Böylece tümüyle insan olarak gelişmenin ana aşamaları şu sırayla karşımıza çıkar:
Bebeklik; Çocukluk; Gençlik; Olgunluk (Yetişkinlik); (Teklifsizlik) İçten Dostluklar Kurma
ve Yaşlılık dönemleri.
Eric H. Linneberg, Bilim dergisindeki makalesinde olayı şöyle betimler: Olgunlaşma
aşamalardan oluşan bir süreç olarak tanımlanabilir. Her bir aşamada gelişen organizma bazı
özel girişleri kabul etmeye muktedirdir. Organizma bu girişleri kendisini yeni bir aşamaya
sokacak şekilde geliştirerek önce bölümlere ayırır ve sonra yeniden birleştirerek bir bütün
haline getirir. Yeni aşama organizmayı yeni ve farklı tipteki girişlere karşı duyarlı kılar. Bu
aşamanın kabulüyle organizma, daha sonraki aşama için değişime uğramış ve farklı girişleri
benimsemek için yol açmıştır.
Olgunlaşmanın her aşaması kararsızdır. Her aşama belirli yönlere doğru değişmek
üzere eğilimlidir, ancak çevreden etkilenecek bir dürtüye gereksinim gösterir.

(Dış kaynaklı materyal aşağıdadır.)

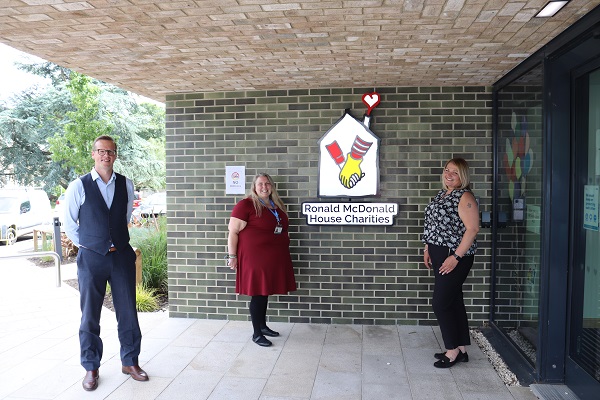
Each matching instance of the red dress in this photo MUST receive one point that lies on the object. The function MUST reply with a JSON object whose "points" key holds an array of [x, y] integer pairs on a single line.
{"points": [[264, 260]]}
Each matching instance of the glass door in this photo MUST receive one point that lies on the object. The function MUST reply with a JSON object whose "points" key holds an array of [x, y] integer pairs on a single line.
{"points": [[583, 359]]}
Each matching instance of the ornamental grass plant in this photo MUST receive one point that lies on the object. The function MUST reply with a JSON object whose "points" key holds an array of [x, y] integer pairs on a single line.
{"points": [[151, 240]]}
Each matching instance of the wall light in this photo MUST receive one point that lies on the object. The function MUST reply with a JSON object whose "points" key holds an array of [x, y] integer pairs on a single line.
{"points": [[551, 8]]}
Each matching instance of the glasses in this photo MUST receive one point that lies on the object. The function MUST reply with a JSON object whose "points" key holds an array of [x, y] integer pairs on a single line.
{"points": [[103, 152]]}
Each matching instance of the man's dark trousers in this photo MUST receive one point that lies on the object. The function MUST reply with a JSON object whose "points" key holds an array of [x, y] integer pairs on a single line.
{"points": [[94, 270]]}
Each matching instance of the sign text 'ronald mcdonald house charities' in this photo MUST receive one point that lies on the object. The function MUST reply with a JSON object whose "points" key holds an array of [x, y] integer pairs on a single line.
{"points": [[349, 213]]}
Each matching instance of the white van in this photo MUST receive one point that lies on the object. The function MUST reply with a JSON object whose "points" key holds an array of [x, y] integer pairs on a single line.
{"points": [[21, 210]]}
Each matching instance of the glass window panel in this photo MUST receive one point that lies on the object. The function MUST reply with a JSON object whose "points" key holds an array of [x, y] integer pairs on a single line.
{"points": [[519, 210]]}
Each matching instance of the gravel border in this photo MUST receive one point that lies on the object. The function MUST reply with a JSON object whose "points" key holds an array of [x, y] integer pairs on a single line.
{"points": [[507, 376]]}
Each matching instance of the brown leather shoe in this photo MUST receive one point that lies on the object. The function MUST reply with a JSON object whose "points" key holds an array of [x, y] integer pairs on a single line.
{"points": [[136, 372], [90, 382]]}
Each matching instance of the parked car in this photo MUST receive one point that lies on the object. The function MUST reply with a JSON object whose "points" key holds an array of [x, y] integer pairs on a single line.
{"points": [[151, 206], [21, 210]]}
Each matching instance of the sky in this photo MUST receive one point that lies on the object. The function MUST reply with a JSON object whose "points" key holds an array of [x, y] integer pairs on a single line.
{"points": [[13, 80]]}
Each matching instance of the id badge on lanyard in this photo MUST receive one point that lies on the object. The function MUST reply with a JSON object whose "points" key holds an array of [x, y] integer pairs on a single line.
{"points": [[278, 228]]}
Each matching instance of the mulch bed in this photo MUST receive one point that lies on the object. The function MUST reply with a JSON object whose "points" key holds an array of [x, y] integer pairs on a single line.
{"points": [[163, 298]]}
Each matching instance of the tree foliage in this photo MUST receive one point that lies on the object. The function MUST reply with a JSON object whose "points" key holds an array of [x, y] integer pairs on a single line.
{"points": [[47, 135]]}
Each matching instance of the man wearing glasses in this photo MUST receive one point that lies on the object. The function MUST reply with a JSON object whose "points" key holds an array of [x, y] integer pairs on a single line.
{"points": [[98, 208]]}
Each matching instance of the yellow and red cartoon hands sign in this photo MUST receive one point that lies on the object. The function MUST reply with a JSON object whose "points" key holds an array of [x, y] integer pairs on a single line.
{"points": [[349, 156]]}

Maslow, yaşamın tüm aşamaları boyunca, büyük bir gücün insanları kişilikte birliğe
tam bir tam bir insan olmaya doğru ittiğini bulmuştur.

GENÇLİK DÖNEMİ
Gençlik aşamasının en dirimsel acınacak özeliği ise, benliğin sezinlenmesiyle birlikte
kişinin yetişkinler ve toplum tarafından hor görülmesi bu nedenle aklının karışması
durumudur.

3
Gençlikte kendimizi sürgün edilmiş, çevreye yabancılaştırılmış ve kalmış olarak
duyumsarız. Yaşamımızdaki diğer kişiler davranışlarımızı, tutarsızlıklarımızı,
küstahlıklarımızı, güvenliklerimizi ve bir anda yapıverdiğimiz yargılamaları anlayamazlar.

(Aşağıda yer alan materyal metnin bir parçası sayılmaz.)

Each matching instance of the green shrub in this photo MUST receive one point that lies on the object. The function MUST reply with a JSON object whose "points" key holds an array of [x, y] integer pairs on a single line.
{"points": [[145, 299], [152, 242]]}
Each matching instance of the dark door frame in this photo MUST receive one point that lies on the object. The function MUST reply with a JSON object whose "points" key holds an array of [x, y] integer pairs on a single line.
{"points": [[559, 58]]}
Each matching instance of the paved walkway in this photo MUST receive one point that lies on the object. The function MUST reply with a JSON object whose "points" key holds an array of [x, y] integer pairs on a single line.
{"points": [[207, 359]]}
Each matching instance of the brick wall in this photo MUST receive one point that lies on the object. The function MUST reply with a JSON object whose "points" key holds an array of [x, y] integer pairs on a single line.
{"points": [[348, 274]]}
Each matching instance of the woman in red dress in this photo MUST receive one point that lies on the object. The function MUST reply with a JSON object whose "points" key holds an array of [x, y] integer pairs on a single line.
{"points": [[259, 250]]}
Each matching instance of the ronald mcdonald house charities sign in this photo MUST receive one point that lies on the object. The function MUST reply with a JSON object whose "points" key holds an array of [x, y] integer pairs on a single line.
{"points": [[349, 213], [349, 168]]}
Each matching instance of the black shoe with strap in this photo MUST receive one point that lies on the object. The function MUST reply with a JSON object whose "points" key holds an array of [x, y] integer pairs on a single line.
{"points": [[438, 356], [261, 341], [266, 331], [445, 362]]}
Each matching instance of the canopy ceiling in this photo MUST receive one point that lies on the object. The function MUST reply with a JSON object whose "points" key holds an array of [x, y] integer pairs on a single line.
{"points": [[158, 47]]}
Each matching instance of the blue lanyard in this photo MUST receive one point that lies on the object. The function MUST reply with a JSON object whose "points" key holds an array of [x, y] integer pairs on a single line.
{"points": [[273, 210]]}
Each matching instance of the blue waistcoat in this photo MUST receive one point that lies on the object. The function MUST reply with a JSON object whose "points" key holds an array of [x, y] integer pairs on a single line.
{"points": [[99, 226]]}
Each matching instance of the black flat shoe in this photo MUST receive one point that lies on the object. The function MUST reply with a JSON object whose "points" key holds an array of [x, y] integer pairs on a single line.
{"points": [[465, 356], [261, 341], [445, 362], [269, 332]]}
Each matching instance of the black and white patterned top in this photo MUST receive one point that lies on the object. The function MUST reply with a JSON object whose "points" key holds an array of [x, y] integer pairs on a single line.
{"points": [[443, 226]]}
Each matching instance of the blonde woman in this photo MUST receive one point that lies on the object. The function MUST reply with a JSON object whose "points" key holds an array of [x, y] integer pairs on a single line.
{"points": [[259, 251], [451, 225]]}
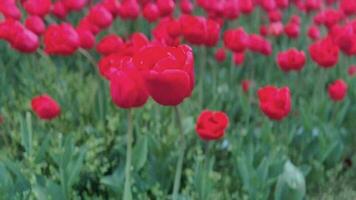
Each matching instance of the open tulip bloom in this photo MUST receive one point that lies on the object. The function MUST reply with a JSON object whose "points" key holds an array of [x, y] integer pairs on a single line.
{"points": [[156, 60]]}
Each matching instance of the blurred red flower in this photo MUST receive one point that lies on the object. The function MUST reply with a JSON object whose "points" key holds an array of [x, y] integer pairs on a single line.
{"points": [[211, 125]]}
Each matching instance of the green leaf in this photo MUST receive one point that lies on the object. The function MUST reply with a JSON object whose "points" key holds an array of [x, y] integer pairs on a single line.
{"points": [[140, 152]]}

OLGUNLUK (YETİŞKİNLİK) DÖNEMİ
Sözcük köküne baktığımızda olgun olma, tümüyle büyümüş ve gelişmiş olma,
büyümenin tamamlanmış durumuna karşılık gelir, ama geçirip geride bıraktığımız çocukluk
ve gençlik aşamalarının tersine, olgunluğumuz her zaman gelişecek. Yaşamımızın tüm
gelecek zamanlarında varlığının derecesi ve niteliğiyle tanımlanacaktır.
Olgunluk sevgi ya da bilgi kavramlarına benzer. Sevgi ve bilgiyi kazanmanın sonu
yoktur. Her ikisini de yalnızca yaşamak (ya da denemek) için güçlü bir isteğimiz bulunur.

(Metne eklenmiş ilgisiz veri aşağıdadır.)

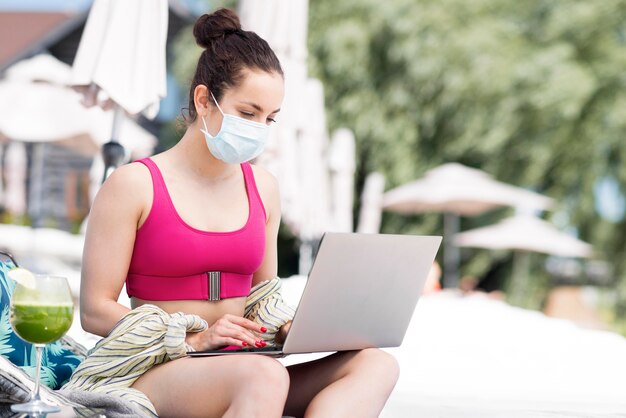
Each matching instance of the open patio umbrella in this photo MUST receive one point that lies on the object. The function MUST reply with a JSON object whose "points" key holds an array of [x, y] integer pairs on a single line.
{"points": [[524, 234], [457, 190], [121, 62]]}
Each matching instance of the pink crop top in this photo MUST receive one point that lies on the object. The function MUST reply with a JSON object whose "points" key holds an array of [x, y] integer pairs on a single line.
{"points": [[174, 261]]}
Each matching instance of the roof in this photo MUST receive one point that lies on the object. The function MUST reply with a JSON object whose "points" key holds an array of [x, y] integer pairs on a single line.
{"points": [[28, 33]]}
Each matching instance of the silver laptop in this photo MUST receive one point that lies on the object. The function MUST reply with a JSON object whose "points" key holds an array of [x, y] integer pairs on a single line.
{"points": [[361, 292]]}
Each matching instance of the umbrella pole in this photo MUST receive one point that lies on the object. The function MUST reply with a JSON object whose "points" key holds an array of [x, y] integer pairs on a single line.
{"points": [[520, 277], [113, 152], [451, 253], [117, 121]]}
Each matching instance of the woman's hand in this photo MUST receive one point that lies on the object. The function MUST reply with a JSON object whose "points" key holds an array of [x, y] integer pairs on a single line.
{"points": [[229, 330], [281, 335]]}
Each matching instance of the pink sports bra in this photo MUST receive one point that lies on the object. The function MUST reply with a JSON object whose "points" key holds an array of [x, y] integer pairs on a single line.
{"points": [[174, 261]]}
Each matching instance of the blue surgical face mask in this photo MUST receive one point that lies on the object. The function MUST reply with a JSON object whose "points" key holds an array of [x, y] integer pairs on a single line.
{"points": [[239, 140]]}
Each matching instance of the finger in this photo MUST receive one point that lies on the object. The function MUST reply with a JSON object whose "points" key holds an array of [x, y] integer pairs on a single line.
{"points": [[246, 323], [233, 330]]}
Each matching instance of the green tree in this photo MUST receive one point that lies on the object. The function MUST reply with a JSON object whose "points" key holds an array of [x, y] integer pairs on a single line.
{"points": [[532, 92]]}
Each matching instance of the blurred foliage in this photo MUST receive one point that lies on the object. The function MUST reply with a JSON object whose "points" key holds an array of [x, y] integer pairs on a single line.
{"points": [[533, 92]]}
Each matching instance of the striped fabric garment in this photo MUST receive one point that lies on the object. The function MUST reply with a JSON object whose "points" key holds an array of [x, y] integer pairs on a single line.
{"points": [[265, 306], [148, 336]]}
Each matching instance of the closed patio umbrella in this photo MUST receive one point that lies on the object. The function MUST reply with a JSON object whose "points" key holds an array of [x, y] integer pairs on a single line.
{"points": [[457, 190], [524, 234], [121, 62], [298, 149]]}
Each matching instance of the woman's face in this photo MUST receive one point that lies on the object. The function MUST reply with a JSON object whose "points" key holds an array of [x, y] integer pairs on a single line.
{"points": [[258, 98]]}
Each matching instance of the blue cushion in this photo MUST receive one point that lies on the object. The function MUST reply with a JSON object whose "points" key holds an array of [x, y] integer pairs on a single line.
{"points": [[57, 361]]}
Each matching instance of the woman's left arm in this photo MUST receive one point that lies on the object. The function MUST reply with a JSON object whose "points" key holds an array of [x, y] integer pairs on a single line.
{"points": [[270, 196]]}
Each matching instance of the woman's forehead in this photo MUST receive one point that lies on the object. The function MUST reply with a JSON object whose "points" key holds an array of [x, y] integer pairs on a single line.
{"points": [[259, 89]]}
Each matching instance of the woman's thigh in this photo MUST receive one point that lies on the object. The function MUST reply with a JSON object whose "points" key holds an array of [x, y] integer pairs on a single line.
{"points": [[371, 371], [210, 386]]}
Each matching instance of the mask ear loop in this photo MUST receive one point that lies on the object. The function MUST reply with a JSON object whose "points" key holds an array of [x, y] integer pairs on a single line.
{"points": [[217, 104], [218, 107]]}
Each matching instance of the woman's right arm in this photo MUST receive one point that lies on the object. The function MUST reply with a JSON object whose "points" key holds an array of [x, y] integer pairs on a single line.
{"points": [[113, 222]]}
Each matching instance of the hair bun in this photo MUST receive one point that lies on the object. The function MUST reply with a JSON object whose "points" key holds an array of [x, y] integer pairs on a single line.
{"points": [[209, 28]]}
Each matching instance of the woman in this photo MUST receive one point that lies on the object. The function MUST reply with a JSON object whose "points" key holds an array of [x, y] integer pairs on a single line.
{"points": [[200, 207]]}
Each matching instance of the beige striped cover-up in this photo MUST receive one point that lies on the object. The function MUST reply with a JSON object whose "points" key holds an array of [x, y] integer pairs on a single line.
{"points": [[148, 336]]}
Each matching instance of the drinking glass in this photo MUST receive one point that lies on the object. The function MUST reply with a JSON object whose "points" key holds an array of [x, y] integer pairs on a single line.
{"points": [[41, 314]]}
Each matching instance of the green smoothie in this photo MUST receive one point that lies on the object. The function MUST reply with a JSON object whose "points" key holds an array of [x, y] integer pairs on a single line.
{"points": [[41, 323]]}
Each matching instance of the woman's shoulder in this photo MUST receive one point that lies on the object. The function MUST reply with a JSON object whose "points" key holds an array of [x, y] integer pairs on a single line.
{"points": [[129, 177], [264, 179], [267, 185], [129, 183]]}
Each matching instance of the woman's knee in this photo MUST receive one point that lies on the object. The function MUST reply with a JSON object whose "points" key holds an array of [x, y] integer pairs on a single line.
{"points": [[380, 363], [266, 372]]}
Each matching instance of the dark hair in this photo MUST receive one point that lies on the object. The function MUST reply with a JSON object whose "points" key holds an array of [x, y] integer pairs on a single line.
{"points": [[228, 50]]}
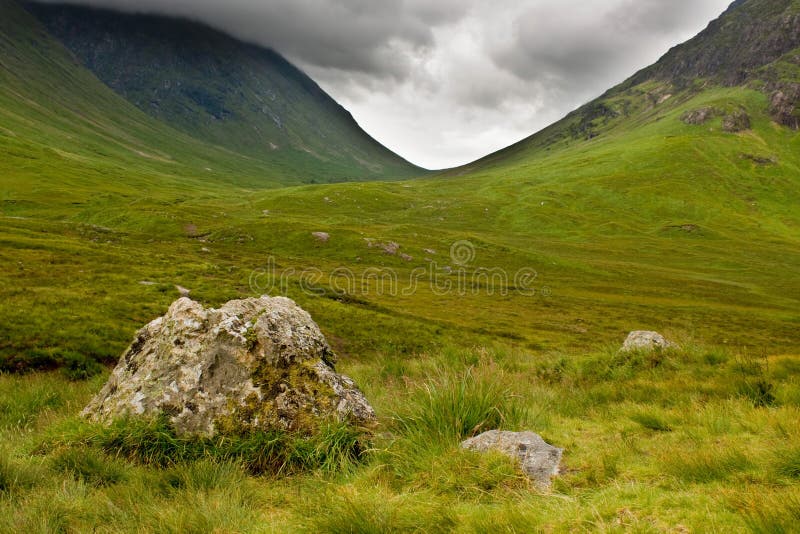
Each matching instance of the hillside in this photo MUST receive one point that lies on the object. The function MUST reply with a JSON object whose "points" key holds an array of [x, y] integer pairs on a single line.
{"points": [[222, 91]]}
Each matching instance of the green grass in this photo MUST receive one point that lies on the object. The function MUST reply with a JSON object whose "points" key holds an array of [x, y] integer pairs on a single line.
{"points": [[723, 461]]}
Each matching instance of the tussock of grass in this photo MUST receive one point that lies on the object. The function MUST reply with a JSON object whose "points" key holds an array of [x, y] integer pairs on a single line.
{"points": [[88, 466], [709, 465], [450, 407], [337, 447], [651, 421]]}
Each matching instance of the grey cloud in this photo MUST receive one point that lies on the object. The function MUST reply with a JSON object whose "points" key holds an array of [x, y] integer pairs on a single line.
{"points": [[444, 82]]}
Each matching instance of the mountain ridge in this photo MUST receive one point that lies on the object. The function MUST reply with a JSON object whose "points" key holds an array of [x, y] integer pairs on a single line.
{"points": [[772, 66], [221, 90]]}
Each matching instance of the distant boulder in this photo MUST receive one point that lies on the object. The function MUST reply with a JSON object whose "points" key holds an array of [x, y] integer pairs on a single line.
{"points": [[251, 365], [322, 237], [538, 460], [643, 340], [699, 116]]}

Olgun kişiler üretken olma ve bu üretkenliklerini başkalarına verme yolunda içten
isteklere sahiptirler.
Otto Rank’ın deyişiyle bir “sanatçı” gibi yaşarlar.
Birlikte yaşamakta oldukları kişilerle bütünüyle fikir birliği halinde bulunmasalar da,
içinde yaşadıkları dünya ve topluma özen gösterir, saygı duyar ve değer verirler.
Şu halde temelde, tümüyle olgun insanlar sürekli gelişme halindedir çünkü
gelişmenin bir amaç değil, daha çok bir işlem olduğunu; olgunluğun
temelinde yaratıcı ve sorumluluk yüklü seçenekler yattığını sezinlerler.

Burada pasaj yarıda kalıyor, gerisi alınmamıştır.